By this time, our talk was exhausted, but I sensed that something had clicked in our relationship. It was all for the better, too, now that we had shared in so much together. All the stories unleashed from their cages, all the secrets released from Dad’s heart, had bonded us, finally, as Father and Son. A relationship restored, made whole, born from the confessions and sharing of the most buried of stories and secrets in a man’s soul.
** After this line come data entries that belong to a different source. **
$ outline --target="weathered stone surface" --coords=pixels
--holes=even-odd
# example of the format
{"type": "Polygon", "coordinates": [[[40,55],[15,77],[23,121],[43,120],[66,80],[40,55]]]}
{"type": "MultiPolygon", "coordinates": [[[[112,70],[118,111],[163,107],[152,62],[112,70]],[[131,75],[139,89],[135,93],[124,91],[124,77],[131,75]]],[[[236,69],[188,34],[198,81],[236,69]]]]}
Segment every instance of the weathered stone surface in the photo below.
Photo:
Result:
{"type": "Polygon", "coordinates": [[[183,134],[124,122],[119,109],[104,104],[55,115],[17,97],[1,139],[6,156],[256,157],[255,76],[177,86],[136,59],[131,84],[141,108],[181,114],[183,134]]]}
Crossing the border into Indiana, Dad said, “This was a mighty fine adventure, don’t you think, son. Something to remember, I reckon. I know you fancy yourself a writer, and you’re pretty good at it. Maybe you can write up this story someday when I’m dead and buried.”

“I hope so, Dad, because there’s a lot to tell, and who’s gonna believe it anyway, unless I tell it.”

“Sure thing, son,” Dad said. Then one of his trademark tension-filled pauses that I had come to expect. “And just wait until our next trip I’ve got planned for us!”

My eyebrows raised. “Next trip? What are you talking about, Dad? This one’s not even over yet!”

“Well, son, take a guess.”

I drew a blank. “I dunno, Dad. What? I can’t imagine. Maybe visiting Uncle Gizzepp in Chicago to see a Cubs game? Yeah, that’d be real fun!”

Dad reached for his wallet, and pulled out that little picture he’d shown me earlier and held it up for me to see. “Son, when you turn 17 next year, for your high school graduation present, we’re going to China to meet Li-Na and her mom, Li Xiu.”